True – his model claimed 30% savings but the actuary in charge reported that he expected as little as a 5% cost savings (Maryland Medicare waiver and set up of Maryland reimb. rate setting board for each service paid by a third part payer is required to get us onto a controlled budget health care system)
The waiver mentioned as needed is perhaps not needed but if not granted would likely kill the system – namely letting the State of Vermont use the “Exchange” subsidies that begin in 2014 for the under $88000 a year crowd instead as income to the single payer pool so as to reduce the payroll tax that will be needed to fund the system in lieu of Exchanges. HCA bans even applying for the waiver for next couple of years.
The EU did not need the gov funded research program for their single payer/controlled drug prices and studies show their new discoveries exceed what we get with high drug prices.

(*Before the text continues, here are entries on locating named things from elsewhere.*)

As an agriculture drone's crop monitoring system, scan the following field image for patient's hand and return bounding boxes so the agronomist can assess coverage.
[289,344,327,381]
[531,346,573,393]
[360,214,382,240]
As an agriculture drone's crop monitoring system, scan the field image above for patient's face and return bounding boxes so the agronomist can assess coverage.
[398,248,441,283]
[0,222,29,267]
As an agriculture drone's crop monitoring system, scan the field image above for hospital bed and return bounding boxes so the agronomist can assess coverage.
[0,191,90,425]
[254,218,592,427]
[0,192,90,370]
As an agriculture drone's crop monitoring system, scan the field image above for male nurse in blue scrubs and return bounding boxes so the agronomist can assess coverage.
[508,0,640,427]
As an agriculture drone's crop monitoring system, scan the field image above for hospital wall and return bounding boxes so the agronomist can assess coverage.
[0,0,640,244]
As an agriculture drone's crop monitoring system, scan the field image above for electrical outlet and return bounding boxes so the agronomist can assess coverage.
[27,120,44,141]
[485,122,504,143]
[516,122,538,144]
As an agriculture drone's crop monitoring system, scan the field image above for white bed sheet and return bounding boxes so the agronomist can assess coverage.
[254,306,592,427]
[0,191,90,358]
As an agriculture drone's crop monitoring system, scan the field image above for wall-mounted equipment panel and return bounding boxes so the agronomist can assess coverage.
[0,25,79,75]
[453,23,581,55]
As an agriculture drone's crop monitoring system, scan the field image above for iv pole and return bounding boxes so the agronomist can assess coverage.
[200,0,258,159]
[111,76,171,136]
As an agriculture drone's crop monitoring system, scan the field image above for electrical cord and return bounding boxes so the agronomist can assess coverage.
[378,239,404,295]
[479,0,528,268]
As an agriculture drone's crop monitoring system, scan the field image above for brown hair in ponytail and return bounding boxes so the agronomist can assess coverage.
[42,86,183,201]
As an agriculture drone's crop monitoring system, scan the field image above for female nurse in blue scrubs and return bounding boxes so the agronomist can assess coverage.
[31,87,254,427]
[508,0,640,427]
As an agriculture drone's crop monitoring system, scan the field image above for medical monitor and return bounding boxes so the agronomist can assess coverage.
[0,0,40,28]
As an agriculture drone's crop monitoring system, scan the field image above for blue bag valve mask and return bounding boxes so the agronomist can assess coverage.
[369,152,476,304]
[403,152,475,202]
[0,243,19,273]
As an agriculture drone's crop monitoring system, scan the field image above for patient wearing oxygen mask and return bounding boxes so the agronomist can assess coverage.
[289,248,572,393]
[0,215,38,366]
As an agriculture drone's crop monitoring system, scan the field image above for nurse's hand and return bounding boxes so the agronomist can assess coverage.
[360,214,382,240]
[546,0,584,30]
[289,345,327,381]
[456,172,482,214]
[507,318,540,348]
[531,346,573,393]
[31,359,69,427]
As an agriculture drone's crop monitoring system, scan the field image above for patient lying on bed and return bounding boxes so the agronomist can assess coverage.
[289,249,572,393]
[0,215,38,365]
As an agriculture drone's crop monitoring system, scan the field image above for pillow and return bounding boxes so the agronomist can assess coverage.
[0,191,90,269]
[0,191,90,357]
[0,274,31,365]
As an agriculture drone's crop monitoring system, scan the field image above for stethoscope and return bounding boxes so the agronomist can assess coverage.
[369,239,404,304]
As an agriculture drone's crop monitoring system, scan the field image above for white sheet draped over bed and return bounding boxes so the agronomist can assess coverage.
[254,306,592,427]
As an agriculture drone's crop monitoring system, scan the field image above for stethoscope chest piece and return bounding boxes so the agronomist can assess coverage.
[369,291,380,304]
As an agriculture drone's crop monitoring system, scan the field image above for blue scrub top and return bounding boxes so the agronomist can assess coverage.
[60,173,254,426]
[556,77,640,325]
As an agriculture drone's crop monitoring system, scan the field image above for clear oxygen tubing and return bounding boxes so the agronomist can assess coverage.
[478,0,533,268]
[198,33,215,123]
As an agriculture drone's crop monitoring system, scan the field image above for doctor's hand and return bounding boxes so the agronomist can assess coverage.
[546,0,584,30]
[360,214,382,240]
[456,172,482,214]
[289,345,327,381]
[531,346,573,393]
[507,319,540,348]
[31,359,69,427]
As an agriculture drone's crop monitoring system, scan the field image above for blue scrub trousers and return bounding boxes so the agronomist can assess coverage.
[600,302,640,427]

Vermont single payer using the Exchange subsidy, plus control on what can be paid by 3rd party payers for each service gets us all the way home.
We do not need gov owned hospitals – the Brit system – or indeed anything other than the above.
Expected savings in these schemes are never realized. Actual expenditures are always higher than budgeted.
Government-run hospitals and clinics competing against private ones gives any Medicare-for-all system “inside information” on what a procedure actually costs, and thus allows them to dictate and not guess what a fair reimbursement price to any private provider should be.
Besides, what you have against government-run hospitals and clinics? We used to have them at the state and county level, and they worked fine.
-stewartm
I hardly disagree with fundamental and applied research of any kind.
But with that, if you’re going to use universities, must come some sort of cost control on the government being ripped off by universities. (In fact, the runaway cost of higher education rivals that of health care).
-stewartm
Gov owned health care facilities do work fine (see the VA setup)- but it is a fact that we do not need to build or buy them to have a cost controlled single payer plan.
True – but higher than budgeted in single payer with annual national budget (as in the Maryland ins reimb payment level setting board) means running 10.1% of GDP for the health care system rather than 10% of GDP.
In contrast to this over budget, we have the US no budget result of the percentage of GDP, now at 17% of GDP, increasing at 5% to 15% above both the CPI and the Wage index each year – meaning the math has health care US style eating up more than 100% of GDP shortly – an impossible result which warns of the crowding out of all other economic activity that must exist to support the health care cost.